Intelligence Applied:#

Learning from Memory: 01-memory-system.md provides patterns from past projects
Context Awareness: Understands how tasks in this project relate to each other
Risk Mitigation: Identifies dependency risks and suggests alternatives
Silent Correction: Issues are fixed automatically without failing the creation process

Dependency Graph Created:#

Setup Tasks → Core Development → Feature Development → Testing → Deployment
    ↓               ↓                    ↓             ↓          ↓
[task_001]    [task_005-010]       [task_011-015]  [task_016]  [task_017]

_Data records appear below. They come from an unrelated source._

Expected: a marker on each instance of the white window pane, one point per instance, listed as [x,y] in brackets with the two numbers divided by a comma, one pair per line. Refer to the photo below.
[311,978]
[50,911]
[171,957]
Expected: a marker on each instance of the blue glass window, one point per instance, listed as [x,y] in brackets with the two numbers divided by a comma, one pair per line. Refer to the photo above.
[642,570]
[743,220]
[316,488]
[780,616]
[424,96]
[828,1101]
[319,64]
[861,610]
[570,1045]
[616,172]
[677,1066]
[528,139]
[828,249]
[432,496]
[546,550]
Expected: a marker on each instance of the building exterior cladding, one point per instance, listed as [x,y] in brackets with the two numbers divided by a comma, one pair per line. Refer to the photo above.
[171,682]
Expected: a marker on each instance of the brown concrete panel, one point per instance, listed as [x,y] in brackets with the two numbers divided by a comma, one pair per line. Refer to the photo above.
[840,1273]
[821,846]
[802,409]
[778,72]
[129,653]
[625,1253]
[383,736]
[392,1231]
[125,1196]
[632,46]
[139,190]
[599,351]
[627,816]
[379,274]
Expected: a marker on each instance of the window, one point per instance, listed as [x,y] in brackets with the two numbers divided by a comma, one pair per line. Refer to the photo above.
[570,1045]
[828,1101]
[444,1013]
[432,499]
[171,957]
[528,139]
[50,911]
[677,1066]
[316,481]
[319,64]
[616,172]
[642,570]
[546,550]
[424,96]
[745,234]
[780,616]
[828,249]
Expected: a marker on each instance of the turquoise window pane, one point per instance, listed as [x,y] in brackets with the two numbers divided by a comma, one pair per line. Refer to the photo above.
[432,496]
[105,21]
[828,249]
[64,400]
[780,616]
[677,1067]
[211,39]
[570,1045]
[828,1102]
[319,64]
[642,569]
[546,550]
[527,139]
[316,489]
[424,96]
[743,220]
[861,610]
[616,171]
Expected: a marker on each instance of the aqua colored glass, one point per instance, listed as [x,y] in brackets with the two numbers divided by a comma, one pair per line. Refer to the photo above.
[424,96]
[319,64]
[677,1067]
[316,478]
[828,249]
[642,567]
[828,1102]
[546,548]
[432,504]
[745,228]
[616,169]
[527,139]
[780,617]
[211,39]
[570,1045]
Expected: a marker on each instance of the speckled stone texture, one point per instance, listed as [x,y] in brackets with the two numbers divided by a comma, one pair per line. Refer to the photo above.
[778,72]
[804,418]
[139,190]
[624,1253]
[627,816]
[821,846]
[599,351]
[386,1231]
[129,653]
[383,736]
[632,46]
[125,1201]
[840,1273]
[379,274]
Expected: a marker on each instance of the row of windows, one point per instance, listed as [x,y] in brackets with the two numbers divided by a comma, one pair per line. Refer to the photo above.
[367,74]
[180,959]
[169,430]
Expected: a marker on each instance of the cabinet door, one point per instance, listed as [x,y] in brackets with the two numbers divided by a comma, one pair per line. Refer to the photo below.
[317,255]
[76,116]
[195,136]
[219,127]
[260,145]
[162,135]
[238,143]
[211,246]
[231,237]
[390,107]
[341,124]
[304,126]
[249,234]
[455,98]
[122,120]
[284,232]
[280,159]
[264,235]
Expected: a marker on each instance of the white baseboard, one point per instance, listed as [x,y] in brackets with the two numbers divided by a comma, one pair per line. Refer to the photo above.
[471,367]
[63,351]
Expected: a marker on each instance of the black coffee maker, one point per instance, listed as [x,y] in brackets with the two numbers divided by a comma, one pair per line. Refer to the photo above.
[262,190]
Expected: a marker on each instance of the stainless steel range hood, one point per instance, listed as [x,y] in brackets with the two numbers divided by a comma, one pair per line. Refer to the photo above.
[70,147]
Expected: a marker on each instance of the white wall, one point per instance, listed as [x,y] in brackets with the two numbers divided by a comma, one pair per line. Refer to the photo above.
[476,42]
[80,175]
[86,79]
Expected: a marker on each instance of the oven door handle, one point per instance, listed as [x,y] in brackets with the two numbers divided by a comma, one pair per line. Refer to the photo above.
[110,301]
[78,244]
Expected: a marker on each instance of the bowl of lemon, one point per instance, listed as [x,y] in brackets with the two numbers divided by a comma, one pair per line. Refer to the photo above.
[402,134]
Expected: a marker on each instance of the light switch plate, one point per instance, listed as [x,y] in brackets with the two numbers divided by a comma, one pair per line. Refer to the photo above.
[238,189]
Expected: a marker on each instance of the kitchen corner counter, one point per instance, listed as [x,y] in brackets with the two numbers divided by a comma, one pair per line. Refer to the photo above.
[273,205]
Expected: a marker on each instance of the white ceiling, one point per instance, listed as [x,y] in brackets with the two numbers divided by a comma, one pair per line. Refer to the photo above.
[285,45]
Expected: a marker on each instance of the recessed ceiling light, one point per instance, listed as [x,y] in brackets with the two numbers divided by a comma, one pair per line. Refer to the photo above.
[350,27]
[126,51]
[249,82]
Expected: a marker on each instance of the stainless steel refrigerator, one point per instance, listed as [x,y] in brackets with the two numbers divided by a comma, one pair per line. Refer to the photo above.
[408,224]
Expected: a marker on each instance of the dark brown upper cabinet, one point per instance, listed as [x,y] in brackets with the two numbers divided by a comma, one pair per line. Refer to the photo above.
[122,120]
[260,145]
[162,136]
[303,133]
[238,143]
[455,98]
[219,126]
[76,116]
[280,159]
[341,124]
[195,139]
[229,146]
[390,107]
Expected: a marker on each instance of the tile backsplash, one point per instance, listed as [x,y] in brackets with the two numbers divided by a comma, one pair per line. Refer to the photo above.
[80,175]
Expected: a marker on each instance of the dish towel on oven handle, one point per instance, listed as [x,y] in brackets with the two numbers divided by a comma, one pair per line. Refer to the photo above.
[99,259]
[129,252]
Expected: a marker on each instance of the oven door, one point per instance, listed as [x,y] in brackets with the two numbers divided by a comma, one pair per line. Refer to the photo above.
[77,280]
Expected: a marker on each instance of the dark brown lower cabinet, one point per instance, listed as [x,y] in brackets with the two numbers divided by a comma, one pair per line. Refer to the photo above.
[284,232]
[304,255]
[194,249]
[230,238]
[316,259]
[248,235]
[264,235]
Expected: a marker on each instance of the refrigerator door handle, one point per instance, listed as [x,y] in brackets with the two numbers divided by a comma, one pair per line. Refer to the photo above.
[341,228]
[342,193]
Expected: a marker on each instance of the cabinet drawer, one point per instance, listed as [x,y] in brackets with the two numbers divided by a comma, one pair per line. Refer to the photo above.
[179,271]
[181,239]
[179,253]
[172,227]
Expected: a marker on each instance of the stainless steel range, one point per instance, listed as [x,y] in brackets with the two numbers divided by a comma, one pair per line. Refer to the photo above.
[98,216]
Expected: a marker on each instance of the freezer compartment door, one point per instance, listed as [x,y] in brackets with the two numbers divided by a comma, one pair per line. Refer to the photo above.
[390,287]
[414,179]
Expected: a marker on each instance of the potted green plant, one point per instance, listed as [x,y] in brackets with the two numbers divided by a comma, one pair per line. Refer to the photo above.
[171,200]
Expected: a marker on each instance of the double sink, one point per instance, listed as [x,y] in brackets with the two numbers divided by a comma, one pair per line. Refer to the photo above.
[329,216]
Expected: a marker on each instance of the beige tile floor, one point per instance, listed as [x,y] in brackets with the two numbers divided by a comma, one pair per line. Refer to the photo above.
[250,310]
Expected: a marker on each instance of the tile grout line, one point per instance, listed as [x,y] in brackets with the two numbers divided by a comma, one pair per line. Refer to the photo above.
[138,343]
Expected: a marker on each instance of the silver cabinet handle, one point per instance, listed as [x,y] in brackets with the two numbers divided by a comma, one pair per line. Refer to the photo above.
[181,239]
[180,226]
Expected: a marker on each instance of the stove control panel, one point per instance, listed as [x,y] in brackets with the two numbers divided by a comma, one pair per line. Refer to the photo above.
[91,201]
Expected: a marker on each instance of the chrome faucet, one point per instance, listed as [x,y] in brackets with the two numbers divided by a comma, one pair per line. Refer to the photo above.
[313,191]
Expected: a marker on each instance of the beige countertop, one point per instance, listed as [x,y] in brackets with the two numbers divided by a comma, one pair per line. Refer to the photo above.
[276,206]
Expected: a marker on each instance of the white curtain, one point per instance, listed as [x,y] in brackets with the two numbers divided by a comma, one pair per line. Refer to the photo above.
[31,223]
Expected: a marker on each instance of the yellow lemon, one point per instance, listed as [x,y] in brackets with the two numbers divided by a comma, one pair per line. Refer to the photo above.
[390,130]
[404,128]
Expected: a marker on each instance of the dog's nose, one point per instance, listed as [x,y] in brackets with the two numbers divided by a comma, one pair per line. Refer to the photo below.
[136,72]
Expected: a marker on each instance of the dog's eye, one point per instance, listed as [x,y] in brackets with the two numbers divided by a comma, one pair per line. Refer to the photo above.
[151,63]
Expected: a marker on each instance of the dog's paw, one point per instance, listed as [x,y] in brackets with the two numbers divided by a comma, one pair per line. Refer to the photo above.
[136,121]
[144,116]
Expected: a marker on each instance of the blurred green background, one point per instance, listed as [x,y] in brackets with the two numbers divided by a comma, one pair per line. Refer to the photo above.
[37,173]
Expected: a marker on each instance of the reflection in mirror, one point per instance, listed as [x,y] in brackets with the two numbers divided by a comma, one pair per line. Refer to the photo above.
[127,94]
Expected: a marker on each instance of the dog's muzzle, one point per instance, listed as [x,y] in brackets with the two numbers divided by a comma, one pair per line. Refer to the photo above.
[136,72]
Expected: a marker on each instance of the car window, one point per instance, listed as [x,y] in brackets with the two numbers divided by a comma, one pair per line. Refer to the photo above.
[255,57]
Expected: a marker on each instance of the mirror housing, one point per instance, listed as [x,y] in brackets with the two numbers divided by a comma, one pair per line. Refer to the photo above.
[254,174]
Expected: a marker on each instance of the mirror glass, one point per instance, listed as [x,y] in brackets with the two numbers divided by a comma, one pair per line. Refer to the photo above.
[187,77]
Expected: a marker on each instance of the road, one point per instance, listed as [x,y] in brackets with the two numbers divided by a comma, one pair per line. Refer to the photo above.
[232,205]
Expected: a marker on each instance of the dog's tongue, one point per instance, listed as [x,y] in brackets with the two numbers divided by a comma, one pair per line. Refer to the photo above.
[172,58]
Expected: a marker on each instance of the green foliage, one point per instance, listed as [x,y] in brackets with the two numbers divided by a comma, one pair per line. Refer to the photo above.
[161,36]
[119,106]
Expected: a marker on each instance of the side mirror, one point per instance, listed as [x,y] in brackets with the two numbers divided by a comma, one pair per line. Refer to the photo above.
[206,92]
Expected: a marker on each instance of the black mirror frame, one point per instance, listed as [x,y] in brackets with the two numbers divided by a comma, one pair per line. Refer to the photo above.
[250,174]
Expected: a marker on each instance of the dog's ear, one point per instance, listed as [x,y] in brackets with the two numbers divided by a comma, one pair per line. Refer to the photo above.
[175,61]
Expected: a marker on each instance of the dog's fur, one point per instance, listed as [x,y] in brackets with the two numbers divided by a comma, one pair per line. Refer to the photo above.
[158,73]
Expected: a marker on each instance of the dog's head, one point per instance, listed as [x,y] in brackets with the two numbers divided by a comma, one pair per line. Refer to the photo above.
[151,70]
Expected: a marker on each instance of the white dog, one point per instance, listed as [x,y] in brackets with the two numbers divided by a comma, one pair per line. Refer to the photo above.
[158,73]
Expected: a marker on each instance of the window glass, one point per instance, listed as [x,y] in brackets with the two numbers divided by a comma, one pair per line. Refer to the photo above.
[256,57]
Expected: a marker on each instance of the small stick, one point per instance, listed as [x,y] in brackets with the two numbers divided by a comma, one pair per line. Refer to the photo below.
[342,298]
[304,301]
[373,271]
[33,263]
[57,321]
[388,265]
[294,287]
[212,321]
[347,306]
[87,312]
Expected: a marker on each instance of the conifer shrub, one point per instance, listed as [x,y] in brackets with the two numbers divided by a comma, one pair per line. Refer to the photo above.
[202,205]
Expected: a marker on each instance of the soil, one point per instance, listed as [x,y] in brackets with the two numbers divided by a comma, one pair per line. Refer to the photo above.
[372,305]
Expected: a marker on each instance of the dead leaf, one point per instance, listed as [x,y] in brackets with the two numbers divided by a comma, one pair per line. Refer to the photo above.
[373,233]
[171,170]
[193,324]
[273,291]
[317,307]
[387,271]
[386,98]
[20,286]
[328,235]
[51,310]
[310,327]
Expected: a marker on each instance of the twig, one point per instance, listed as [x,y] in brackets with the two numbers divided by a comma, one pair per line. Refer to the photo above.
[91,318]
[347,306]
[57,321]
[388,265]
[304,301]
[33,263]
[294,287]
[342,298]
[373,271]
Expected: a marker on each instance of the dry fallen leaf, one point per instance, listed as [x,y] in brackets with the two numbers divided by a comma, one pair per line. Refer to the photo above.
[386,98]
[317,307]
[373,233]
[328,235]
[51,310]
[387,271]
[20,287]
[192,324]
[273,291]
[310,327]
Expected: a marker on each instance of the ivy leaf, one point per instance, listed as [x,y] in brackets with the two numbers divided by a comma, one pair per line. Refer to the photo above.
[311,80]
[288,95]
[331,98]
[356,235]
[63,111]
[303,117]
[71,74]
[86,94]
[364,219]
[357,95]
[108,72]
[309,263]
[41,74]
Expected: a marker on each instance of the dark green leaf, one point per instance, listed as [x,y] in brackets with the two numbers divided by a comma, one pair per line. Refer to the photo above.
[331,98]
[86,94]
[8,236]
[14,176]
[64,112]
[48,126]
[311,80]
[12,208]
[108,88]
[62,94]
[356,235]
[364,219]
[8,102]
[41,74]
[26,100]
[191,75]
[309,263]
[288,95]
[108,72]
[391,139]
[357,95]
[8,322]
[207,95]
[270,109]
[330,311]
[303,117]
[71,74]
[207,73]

📋 Stage 6: Board Creation & Integration#

System: 04-kanban-integration.md (Multi-Provider Kanban)

What Happens:#

Provider Selection: Chooses appropriate Kanban provider (Planka, Linear, GitHub)
Board Structure: Creates board with proper columns (TODO, In Progress, Done, Blocked)
Task Creation: Generates tasks on the board with all metadata
Metadata Enrichment: Adds labels, priorities, time estimates, dependencies

Data Persistence:#

Board State: 16-project-management.md tracks project in registry
Task Assignments: 35-assignment-lease-system.md prepares for agent requests
Project Context: 03-context-dependency-system.md maintains project state

🧠 Stage 7: Learning & Memory Storage#

System: 01-memory-system.md (Multi-Tier Memory)

What Happens:#

Episodic Memory: Records this project creation event with all context
Semantic Memory: Updates patterns about project types and task structures
Procedural Memory: Reinforces successful project breakdown approaches
Working Memory: Maintains current project state for immediate access

Learning Patterns Stored:#

ProjectPattern {
    project_type: "web_app_task_management"
    typical_tasks: ["auth", "crud", "dashboard", "deployment"]
    typical_dependencies: {"auth": [], "crud": ["auth"], "dashboard": ["crud"]}
    success_factors: ["clear requirements", "iterative development"]
    risk_factors: ["scope creep", "technology complexity"]
    time_estimates: {"auth": 4h, "crud": 8h, "dashboard": 12h}
}

💾 Data Persistence Across Systems#

What Gets Stored Where:#

data/marcus_state/projects.json     ← Project registry and metadata
data/assignments/                   ← Task assignment tracking
data/marcus_state/memory/          ← Learning patterns and outcomes
data/audit_logs/                   ← Complete audit trail of creation
data/token_usage.json             ← AI API costs for this project

System State Changes:#

Event System: 09-event-driven-architecture.md broadcasts project creation events
Service Registry: 15-service-registry.md updates available project services
Monitoring: 11-monitoring-systems.md begins tracking project health
Configuration: 28-configuration-management.md applies project-specific settings

🔄 Why This Complexity Matters#

Without This Orchestration:#

Users would need to manually:

Break down projects into tasks
Figure out dependencies
Estimate time requirements
Create board structure
Set up monitoring and tracking

With Marcus:#

Intelligent Breakdown: AI-powered task generation with learned patterns
Dependency Intelligence: Automatic dependency inference with conflict resolution
Learning System: Gets better at project breakdown over time
Full Coordination: All systems work together seamlessly

The Result:#

A single create_project() call produces a fully coordinated, dependency-aware, intelligently structured project ready for agent execution—with all supporting systems (monitoring, persistence, learning) automatically configured.

🎯 Key Takeaway#

Project creation isn’t just “make some tasks”—it’s a sophisticated AI-powered analysis and coordination process that involves natural language understanding, intelligent task decomposition, dependency inference, multi-system coordination, and machine learning—all working together to transform a simple description into a fully orchestrated project ecosystem.

This is why Marcus can coordinate complex multi-agent work effectively: the intelligence is built into the project structure from the very beginning.